Arthropod-borne viruses (termed "arboviruses") are viruses that are maintained in nature through biological transmission between susceptible vertebrate hosts by blood-feeding arthropods (mosquitoes, sand flies, ceratopogonids "no-see-ums", and ticks). Vertebrates can become infected when an infected arthropod bites them to take a blood meal. The term 'arbovirus' has no taxonomic significance.

The arboviral encephalitides are zoonotic, being maintained in complex life cycles involving a nonhuman primary vertebrate host and a primary arthropod vector. These cycles usually remain undetected until humans encroach on a natural focus, or the virus escapes this focus via a secondary vector or vertebrate host as the result of some ecologic change. Humans and domestic animals can develop clinical illness but usually are incidental or "dead-end" hosts because they do not produce significant viremia (circulating virus), and thus do not contribute to the transmission cycle.

In the United States, West Nile virus is transmitted by infected mosquitoes, primarily members of the Culex species.

Image: Culex mosquito laying eggs.

Image: Culex mosquito laying eggs.
(View enlarged image.)

Arboviral encephalitis can be prevented in two major ways:

  1. Personal protective measures to reduce contact with mosquitoes and
  2.  Public health measures to reduce the population of infected mosquitoes in the environment.

Personal protection measures include reducing time outdoors, particularly in early morning and evening hours, wearing long pants and long sleeved shirts, and applying mosquito repellent to exposed skin areas and clothing.

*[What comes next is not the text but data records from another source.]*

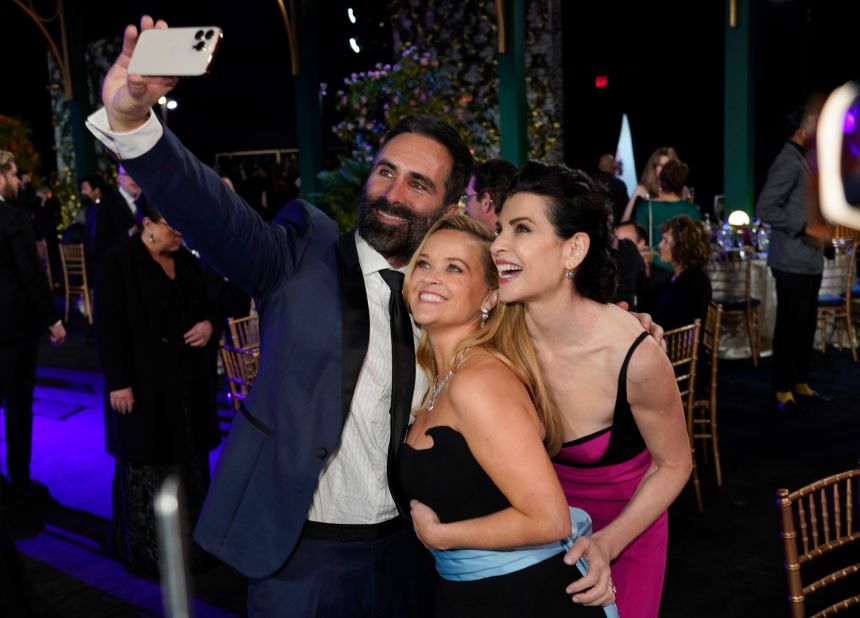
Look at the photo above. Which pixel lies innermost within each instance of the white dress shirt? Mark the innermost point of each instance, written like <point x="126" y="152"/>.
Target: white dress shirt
<point x="353" y="485"/>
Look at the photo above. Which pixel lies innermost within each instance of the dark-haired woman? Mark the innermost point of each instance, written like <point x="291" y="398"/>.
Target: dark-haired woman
<point x="651" y="213"/>
<point x="687" y="247"/>
<point x="152" y="326"/>
<point x="619" y="438"/>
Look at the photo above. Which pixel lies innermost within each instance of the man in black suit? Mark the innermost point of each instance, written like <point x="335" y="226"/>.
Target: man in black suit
<point x="26" y="311"/>
<point x="116" y="214"/>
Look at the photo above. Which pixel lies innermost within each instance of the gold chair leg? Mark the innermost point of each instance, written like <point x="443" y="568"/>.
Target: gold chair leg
<point x="715" y="445"/>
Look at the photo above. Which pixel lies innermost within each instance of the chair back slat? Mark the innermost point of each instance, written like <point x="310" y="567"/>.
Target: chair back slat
<point x="245" y="332"/>
<point x="682" y="345"/>
<point x="75" y="277"/>
<point x="823" y="512"/>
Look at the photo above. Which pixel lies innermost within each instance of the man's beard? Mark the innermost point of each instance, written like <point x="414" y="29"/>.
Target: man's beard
<point x="396" y="243"/>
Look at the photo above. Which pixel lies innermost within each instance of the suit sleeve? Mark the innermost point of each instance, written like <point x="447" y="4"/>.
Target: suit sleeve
<point x="113" y="328"/>
<point x="770" y="206"/>
<point x="252" y="253"/>
<point x="23" y="244"/>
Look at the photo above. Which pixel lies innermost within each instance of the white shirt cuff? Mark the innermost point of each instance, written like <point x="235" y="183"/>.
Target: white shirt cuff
<point x="127" y="145"/>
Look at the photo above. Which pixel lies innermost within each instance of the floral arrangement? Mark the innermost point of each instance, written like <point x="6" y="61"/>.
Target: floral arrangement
<point x="15" y="137"/>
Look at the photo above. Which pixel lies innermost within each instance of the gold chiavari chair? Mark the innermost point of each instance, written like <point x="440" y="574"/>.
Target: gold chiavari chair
<point x="730" y="273"/>
<point x="42" y="250"/>
<point x="75" y="278"/>
<point x="835" y="296"/>
<point x="704" y="419"/>
<point x="818" y="521"/>
<point x="682" y="347"/>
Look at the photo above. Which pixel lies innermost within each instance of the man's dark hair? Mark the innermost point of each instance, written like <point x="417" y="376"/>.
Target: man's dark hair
<point x="494" y="177"/>
<point x="449" y="138"/>
<point x="575" y="203"/>
<point x="638" y="228"/>
<point x="96" y="182"/>
<point x="673" y="176"/>
<point x="793" y="120"/>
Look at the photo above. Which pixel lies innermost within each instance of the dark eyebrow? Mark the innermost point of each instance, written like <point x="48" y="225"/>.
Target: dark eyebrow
<point x="413" y="175"/>
<point x="450" y="259"/>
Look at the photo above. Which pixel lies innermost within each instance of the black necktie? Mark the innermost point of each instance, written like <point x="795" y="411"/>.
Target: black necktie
<point x="402" y="375"/>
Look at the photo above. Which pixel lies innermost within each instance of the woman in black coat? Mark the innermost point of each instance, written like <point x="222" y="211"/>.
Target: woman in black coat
<point x="686" y="246"/>
<point x="152" y="326"/>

Public health measures include elimination of larval habitats or spraying of insecticides to kill juvenile (larvae) and adult mosquitoes. The combination of mosquito control methods selected for use in a control program depends on the time of year, the type of mosquitoes to be controlled, and the habitat structure. In emergency situations, wide area aerial spraying is used to quickly reduce the number of adult mosquitoes. In many states, aerial spraying may be available as a means to control nuisance mosquitoes. Such resources can be redirected to areas of virus activity when necessary.

Financing of aerial spraying costs during disease outbreaks is often provided by state or local emergency funds. Federal funding of emergency spraying is rare and almost always is associated with a natural disaster such as flood or hurricane.